ANNE CLEELAND

Writer

The Bengal Bridegift


Chapter 27

     Juno and Jost shared a wedding dinner in the captain’s cabin, Jairus serving up an excellent fish filet, which grew cold on the table as the newlyweds discovered they had more of an appetite for each other.  In a frenzy of mouths and hands, they retired to Jost’s berth which allowed for more freedom of movement than Juno’s berth and as a result, Juno finished the evening lying beneath her spent husband, as the candles guttered on the table.  The cook hadn’t bothered to bring in the second course, and Juno suspected he may have put an ear to the door and then retreated. She was past being embarrassed, and instead drew her hands through Jost’s hair, which fell about his shoulders and back.  “Are you asleep?” she asked softly.

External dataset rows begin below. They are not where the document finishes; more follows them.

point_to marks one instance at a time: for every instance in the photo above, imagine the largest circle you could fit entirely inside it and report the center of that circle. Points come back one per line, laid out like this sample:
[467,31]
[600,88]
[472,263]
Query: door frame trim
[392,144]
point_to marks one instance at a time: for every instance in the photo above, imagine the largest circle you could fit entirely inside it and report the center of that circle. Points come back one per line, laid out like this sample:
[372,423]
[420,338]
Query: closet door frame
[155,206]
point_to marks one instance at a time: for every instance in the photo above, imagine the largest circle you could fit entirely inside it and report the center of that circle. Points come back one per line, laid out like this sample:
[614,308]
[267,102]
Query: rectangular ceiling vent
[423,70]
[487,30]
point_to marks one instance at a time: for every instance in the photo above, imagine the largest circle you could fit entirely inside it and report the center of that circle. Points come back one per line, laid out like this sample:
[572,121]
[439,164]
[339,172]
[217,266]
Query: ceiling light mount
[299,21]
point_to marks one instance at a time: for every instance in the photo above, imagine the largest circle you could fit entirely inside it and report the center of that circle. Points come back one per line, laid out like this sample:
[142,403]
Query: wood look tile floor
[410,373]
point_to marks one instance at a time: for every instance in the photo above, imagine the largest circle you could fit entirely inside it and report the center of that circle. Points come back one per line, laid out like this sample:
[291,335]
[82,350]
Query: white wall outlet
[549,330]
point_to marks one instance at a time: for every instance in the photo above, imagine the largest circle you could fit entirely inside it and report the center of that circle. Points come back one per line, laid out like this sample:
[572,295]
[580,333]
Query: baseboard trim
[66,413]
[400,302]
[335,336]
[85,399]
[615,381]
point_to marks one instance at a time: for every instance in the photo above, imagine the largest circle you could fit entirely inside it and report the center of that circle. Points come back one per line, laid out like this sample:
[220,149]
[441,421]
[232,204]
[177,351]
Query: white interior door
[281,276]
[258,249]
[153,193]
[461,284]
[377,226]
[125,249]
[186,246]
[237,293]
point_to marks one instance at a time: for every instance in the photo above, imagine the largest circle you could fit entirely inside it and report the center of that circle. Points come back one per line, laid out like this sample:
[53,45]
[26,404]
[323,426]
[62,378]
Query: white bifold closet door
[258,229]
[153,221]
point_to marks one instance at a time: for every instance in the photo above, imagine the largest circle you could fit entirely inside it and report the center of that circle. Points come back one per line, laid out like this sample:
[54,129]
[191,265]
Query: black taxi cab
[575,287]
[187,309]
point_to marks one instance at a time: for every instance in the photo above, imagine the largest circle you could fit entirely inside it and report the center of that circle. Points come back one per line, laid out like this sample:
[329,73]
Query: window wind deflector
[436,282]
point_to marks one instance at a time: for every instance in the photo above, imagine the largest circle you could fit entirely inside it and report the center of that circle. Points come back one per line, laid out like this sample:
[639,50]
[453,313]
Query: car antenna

     “No,” he answered, his mouth in her neck. “But my strength, I think it is gone.”

     She tugged on his ear lobe with her teeth. “You may rest; you have done well.”

     “Give me a few minutes, only,” came the muffled reply. “And then we will see.”

     Giggling, she clasped her arms around his neck, and nuzzled the side of his face, planting soft kisses. “Your eyelashes are so long—I noticed them straight away.”

     “You were too frightened, lieve.”  

     “I was not,” she protested. “I knew from the start that you were not going to hurt me.”

     He made a skeptical sound, and she giggled again. “You are fearsome, but I was not afraid—not truly.”

     With an effort, he managed to lift himself, and prop up on his elbows. “I think to myself, ‘I must be very decorous, or this girl, she will not marry me.’”

     Remembering the occasion, she made a wry mouth as she smoothed a lock of his hair away from his face. “Yes; it was decorous of you to offer to take me to bed.”

     He kissed her nose. “Me, I make the joke so you do not think I am serious.”

     “An excellent joke,” she agreed. “And I confess I was ready to reconsider the whole taking-to-bed idea, when I saw you without your shirt, the morning next.”

     “Ah.”  His mouth moved to kiss the corner of hers. “I think to myself, ‘she will fall into the well, this girl.’”

     Laughing, she agreed, “You are so beautiful, I nearly did.” With a gentle hand, she pushed against him so that he rolled onto his back, and she ran her hands over his chest,  placing her mouth against a large tattoo depicting a dragon. “Do you like dragons? The pipe you gave Papa is a dragon.”

     “It is my ship—the Dragon.”

     This was of interest, and Juno lifted her head to look at him. “The one in Algiers? Is it an Indiaman?”

     “No, lieve. Me, I smuggled the opium for Rochon.”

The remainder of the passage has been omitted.